TEMPO.CO, Jenewa - Asosiasi Transportasi Udara Internasional (IATA) mengumumkan hasil lalu lintas global pada Juli lalu menunjukkan pertumbuhan yang melambat, baik pada angkutan penumpang udara maupun angkutan barang (kargo), dengan variasi berdasarkan wilayah dan pasar.
Pada Juli lalu, tingkat penambahan penumpang berada dalam angka agregat sebesar 3,4 persen lebih tinggi dibandingkan periode yang sama tahun lalu. Bila dibandingkan dengan bulan Juni, terjadi kenaikan 6,3 persen dan rata-rata pertumbuhannya di atas 6,5 persen sepanjang semester pertama tahun ini. Ini berarti ada perlambatan dalam pertumbuhan angkutan penumpang udara yang sebagian besar disebabkan oleh sentimen penurunan tingkat bisnis dan perekonomian baru-baru ini.

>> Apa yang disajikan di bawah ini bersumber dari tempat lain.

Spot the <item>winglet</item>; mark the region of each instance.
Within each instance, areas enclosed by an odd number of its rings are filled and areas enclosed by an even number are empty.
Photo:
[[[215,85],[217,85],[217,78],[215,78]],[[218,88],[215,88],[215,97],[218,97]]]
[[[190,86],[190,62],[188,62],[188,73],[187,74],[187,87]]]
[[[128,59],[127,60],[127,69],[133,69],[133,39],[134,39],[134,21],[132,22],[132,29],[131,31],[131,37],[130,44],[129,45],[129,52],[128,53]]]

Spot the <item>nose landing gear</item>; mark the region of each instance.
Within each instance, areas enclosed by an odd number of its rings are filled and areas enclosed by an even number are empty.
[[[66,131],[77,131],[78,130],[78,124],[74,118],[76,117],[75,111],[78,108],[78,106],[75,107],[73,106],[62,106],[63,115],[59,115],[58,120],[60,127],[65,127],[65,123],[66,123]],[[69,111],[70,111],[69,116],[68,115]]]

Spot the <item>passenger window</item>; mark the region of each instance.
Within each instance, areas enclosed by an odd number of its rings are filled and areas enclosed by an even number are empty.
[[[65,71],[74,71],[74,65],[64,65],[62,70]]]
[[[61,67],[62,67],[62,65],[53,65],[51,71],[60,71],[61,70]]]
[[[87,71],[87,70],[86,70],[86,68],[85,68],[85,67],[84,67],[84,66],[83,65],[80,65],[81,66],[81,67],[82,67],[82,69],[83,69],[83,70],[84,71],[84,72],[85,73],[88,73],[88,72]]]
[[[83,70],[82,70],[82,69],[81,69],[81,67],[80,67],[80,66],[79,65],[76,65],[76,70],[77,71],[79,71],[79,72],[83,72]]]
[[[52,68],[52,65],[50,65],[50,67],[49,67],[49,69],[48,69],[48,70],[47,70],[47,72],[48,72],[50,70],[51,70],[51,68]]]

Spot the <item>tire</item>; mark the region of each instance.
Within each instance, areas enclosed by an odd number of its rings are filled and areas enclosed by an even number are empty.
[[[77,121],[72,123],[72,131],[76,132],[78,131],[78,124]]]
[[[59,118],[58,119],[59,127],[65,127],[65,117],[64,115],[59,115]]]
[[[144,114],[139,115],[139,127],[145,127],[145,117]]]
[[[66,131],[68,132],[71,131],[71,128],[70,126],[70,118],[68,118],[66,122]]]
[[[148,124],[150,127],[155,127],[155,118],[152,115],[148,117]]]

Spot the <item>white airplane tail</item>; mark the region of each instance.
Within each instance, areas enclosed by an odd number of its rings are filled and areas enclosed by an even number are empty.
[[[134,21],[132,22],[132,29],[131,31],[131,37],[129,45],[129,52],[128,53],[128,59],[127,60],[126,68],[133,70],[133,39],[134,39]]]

Sedangkan pada angkutan barang, permintaannya hanya 3,2 persen atau menurun dibanding periode sama tahun lalu. Angka ini menunjukkan tingkat penurunan sebesar 0,1 persen year on year (yoy) di Juni. Sebagian penurunan itu karena perbandingan dengan Juli tahun lalu yang relatif kuat, namun secara umum tren angkutan muatan melemah, sejalan dengan pelemahan perdagangan dunia.
Maskapai penerbangan telah merespon pertumbuhan yang melambat ini dengan mengurangi kapasitas pangsa pasarnya dengan menstabilkan tingkat keterisian (load factor) pada level penumpang eksekutif untuk meningkatkan pendapatan dan mengatasi tingginya harga bahan bakar pesawat.
Kapasitas penumpang pada Juli meningkat 3,6 persen seiring dengan ekspansi lalu lintas udara. Sedangkan tingkat keterisian penumpang kelas eksekutif sebesar 83,1 persen.
"Ketidakpastian outlook ekonomi memberikan dampak negatif pada permintaan transportasi udara," kata CEO dan Director General IATA, Tony Tyler.
Dia melanjutkan, bisnis kargo saat ini lebih kecil 3,2 persen dibanding tahun lalu. Dan pangsa pasar penumpang -kecuali Afrika, Cina dan Timur Tengah- terlihat permintaan dari Juni ke Juli turun drastis.
"Secara keseluruhan, permintaan penumpang tetap diatas 3,4 persen dibanding bulan-bulan sebelum Juli. Namun, tren pertumbuhannya terlihat jelas mengalami perlambatan," ujarnya. Ini terjadi seiring dengan peningkatan harga bahan bakar sehingga akan menyulitkan di semester kedua mendatang.